Reputation: 3
I've found two answers to this questions but none is working for me. Basically, I want to restrict the amount of pages crawled per domain. Here's the code in the actual crawler:
def parse_page(self, response)
visited_count.append(response.url.split('/')[2])
if visited_count.count(response.url.split('/')[2]) > 49:
print '!!!!!!!!!!!!!!!!!!!!!!!!!!!!!!!!!!!!!!!!!!!!!!!!!!'
denied.append(response.url)
and Custom Middleware:
class IgnoreDomain(object):
def process_requests(request, spider):
if request in spider.denied:
return IgnoreRequest()
else:
return None
Of course middleware is mentioned in settings. I would really appreciate if you could point out what I'm doing wrong.
Upvotes: 0
Views: 317
Reputation: 21351
You said I want to restrict the amount of pages crawled per domain
...
Do this, create counter
in your spider
class YourSpider(scrapy.Spider):
counter = {}
#counter will have values like {'google.com': 4, 'website.com': 2} etc
At top of your middleware file write this
from scrapy.exceptions import IgnoreRequest
import logging
class YourMiddleware(object):
def process_request(self, request, spider):
domain = tldextract.extract(request.url)[1]
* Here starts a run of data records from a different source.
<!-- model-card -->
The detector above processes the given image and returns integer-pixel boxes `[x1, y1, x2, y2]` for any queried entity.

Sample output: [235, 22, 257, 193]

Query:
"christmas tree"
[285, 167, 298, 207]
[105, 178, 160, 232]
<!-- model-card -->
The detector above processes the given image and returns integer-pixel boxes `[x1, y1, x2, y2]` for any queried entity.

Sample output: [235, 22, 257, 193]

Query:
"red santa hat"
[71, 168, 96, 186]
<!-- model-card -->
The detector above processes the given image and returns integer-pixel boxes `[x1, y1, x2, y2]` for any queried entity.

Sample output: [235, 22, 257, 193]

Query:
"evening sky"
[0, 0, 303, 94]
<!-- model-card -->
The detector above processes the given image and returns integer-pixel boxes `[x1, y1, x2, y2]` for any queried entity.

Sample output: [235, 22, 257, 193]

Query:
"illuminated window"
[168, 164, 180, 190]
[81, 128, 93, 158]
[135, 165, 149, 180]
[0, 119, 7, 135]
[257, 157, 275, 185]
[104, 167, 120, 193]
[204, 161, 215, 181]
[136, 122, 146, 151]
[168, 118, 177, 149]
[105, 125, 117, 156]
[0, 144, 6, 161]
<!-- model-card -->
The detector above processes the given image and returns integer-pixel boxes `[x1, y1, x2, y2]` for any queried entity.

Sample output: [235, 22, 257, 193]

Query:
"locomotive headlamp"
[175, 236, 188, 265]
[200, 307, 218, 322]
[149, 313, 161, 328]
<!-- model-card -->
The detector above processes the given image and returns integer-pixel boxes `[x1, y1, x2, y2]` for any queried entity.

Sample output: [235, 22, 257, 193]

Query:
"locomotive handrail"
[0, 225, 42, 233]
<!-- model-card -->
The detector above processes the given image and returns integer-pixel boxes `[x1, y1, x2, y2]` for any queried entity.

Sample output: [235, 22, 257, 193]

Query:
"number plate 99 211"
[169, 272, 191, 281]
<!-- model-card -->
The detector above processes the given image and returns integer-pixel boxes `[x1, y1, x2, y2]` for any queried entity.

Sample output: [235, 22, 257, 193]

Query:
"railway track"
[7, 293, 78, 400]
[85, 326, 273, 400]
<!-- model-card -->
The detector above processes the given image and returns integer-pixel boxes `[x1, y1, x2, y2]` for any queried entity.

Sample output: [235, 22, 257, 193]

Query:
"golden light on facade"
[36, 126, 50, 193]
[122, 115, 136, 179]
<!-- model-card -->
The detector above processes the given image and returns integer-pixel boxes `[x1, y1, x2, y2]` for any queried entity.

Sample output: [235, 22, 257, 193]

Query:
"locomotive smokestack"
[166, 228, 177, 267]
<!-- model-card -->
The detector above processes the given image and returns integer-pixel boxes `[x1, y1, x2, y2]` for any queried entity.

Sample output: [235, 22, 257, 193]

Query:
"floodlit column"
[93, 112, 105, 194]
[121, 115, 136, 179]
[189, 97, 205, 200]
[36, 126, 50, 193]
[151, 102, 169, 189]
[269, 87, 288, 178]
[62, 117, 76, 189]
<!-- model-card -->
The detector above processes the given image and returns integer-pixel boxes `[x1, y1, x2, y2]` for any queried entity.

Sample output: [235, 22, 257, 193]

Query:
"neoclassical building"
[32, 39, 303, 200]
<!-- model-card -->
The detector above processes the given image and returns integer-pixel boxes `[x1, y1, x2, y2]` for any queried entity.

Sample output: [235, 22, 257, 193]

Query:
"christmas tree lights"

logging.info(spider.counter)
if domain not in spider.counter:
pass #keep scraping this link
else:
if spider.counter[domain] > 5:
raise IgnoreRequest()
else:
pass #keep processing this request
def process_response(self, request, response, spider):
domain = tldextract.extract(request.url)[1]
if domain not in spider.counter:
spider.counter[domain] = 1
else:
spider.counter[domain] = spider.counter[domain] + 1
return response
Upvotes: 1